Once I got a long handwritten letter from a total stranger who supposedly shared my name. The rambling gist was that he was contacting everyone with that name, for nebulous reasons which seemed to include starting some kind of movement or at least association of all the (Jackmanniis) he could find.
Even if there hadn’t been such creepy vibes*, I wouldn’t have responded. My name is hardly common enough to establish an influential political party or even get a respectable number of signatures on change.org.
*vaguely reminiscent of the Sherlock Holmes mystery The Red-Headed League.
So you’re saying he wanted to be the one Jackmannii to rule them all? ![]()
Maybe instead of The Red-Headed League he was hoping for a novel riff on Strangers on a Train.
That link is messed up. Here’s a fresh try: Are You Dave Gorman? - Wikipedia.
But that is a fun story.
About nine years ago, I started getting phone calls at my office, from companies I’d never dealt with, asking me very weird financial decision/investment questions. I discovered that my name doppelganger, twenty-five years older than me, worked in a different directorate as a subcontractor. We share a very common first name, and the same spelling (and pronunciation) of our last name . . . and are completely unrelated. The only difference is our middle name. The Company switchboard does not know this.
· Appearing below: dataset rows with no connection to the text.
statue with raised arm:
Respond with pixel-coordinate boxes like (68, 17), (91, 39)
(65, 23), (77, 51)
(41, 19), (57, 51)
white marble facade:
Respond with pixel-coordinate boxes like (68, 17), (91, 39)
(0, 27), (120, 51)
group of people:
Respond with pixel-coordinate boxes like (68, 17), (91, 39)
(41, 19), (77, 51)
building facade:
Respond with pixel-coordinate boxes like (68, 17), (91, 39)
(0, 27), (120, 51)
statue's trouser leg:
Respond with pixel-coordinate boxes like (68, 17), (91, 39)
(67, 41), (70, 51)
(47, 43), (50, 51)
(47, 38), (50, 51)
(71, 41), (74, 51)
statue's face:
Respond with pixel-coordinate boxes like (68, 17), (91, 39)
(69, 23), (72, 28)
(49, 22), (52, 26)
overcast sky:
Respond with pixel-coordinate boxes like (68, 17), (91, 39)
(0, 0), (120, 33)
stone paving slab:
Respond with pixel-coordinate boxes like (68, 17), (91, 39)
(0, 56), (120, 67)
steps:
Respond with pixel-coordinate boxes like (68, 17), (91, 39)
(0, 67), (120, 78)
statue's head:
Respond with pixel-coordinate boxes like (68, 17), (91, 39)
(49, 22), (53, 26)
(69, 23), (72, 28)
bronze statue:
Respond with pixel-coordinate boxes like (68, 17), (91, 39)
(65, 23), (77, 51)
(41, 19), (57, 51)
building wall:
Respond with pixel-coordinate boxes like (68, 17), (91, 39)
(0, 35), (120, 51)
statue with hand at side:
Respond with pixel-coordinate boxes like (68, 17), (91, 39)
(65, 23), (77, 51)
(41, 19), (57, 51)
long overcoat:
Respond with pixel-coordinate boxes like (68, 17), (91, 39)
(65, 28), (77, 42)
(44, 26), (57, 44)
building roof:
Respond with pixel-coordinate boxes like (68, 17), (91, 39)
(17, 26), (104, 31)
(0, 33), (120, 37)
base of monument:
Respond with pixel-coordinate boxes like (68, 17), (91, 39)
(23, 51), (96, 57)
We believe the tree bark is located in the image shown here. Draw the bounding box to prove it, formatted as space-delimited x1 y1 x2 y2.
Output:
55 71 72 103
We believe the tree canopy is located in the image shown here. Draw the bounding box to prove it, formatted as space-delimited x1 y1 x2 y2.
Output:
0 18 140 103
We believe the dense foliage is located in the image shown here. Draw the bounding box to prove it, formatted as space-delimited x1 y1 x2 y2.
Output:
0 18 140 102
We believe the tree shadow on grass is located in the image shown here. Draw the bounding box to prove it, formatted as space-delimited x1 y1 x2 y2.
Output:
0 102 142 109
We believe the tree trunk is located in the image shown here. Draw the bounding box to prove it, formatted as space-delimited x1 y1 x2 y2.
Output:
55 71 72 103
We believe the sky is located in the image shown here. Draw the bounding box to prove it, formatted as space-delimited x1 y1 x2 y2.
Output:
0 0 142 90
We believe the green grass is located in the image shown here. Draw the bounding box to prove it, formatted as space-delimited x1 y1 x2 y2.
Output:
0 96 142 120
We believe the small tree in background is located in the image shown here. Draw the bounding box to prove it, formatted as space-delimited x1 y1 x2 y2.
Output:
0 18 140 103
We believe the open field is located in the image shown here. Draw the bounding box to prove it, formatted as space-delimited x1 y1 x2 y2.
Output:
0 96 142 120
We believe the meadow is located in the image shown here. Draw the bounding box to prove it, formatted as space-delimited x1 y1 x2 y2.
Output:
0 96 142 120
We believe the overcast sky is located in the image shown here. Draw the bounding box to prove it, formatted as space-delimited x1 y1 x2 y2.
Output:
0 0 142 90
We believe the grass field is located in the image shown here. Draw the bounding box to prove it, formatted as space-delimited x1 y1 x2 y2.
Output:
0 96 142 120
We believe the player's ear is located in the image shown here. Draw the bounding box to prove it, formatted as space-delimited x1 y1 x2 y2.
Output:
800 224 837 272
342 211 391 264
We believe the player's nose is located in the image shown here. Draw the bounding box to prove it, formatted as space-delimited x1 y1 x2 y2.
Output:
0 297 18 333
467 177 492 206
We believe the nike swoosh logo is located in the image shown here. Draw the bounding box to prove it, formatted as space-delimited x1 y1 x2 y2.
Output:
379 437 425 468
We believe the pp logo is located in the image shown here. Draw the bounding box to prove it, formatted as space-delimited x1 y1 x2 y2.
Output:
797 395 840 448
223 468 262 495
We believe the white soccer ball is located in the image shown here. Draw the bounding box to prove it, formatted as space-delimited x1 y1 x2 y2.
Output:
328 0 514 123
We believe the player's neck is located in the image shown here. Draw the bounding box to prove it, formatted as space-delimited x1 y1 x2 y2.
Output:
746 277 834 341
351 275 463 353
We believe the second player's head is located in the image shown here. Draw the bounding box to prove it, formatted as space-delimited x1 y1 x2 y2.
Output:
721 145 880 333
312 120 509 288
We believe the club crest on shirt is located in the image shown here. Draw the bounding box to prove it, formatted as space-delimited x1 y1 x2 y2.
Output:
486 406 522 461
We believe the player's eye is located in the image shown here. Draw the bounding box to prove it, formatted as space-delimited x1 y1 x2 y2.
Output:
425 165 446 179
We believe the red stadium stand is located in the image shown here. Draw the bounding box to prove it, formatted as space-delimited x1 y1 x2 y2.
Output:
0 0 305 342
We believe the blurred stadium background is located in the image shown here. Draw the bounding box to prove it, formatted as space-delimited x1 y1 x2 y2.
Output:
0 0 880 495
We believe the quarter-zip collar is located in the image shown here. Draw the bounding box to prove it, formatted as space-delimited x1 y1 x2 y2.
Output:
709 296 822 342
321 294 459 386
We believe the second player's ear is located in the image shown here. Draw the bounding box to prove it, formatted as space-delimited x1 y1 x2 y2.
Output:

I called “Joe” one day back then, and filled him in. We chuckled, he said he’d take care of it–to his credit he did . . . mostly. Occassionally one or two would slip through a year, but it wasn’t a big deal. And then, Joe retired just before COVID.
Holy crap, the calls started coming in. . . Four or five a week. Thankfully, because we were all working from home, the office phone didn’t bother me. For a 6 month period, it was me just deleting all of those voicemails. Joe didn’t tell me where he was going, nor left me a phone number for contact, so I just deleted crap. Things slowed down after awhile, but to this day I get a call or two from telemarketers for “Joe.” Because of this, I just let unknown phone numbers go to voicemail anymore . . .
Joe, wherever you are, I wish you well. But I sure wish you’d update your contact info.
Tripler
Otherwise, I might just liquidate your shares in AMZ and donate it all to the local pet shelter.
Question marks in page titles always seem to do that! No wonder Hollywood considers them bad luck.
There are a lot of ways that copying and pasting urls with special characters can go bad. Especially on a phone.
There are one or two other people out there with my same first/last name but that’s never been an issue.
There ARE, however, two people with very similar gmail addresses. e.g. if my email was “mary_williams”, think “mary_j_williams” or “mary_wiliams”.
So a few years back, I suddently got a bunch of emails in a single day “So sorry to hear about (name), thinking of you both at this time”.
Well, I have a brother with that same name, so it gave me rather a scare, before I realized that someone had gotten the email wrong. e.g. “mary_j_williams’ when I’m ‘mary_williams’. I started replying to each sender saying “Sorry, I think this is the wrong address”. And one of them replied with “Oops, sorry, mistyped, it should be “mary_j_williams”.
I was THEN able to reply to all of those messages saying “Here’s the correct email, sorry to hear about your friend”. And I forwarded them to “mary_j_williams” who was quite grateful.
Amusingly enough, a year or so later, mary_j_williams accidentally put “mary_williams” on some travel insurance site and I was getting her messages. And I tried emailing myself a snapshot of one of my parakeets and accidentally sent it to her instead!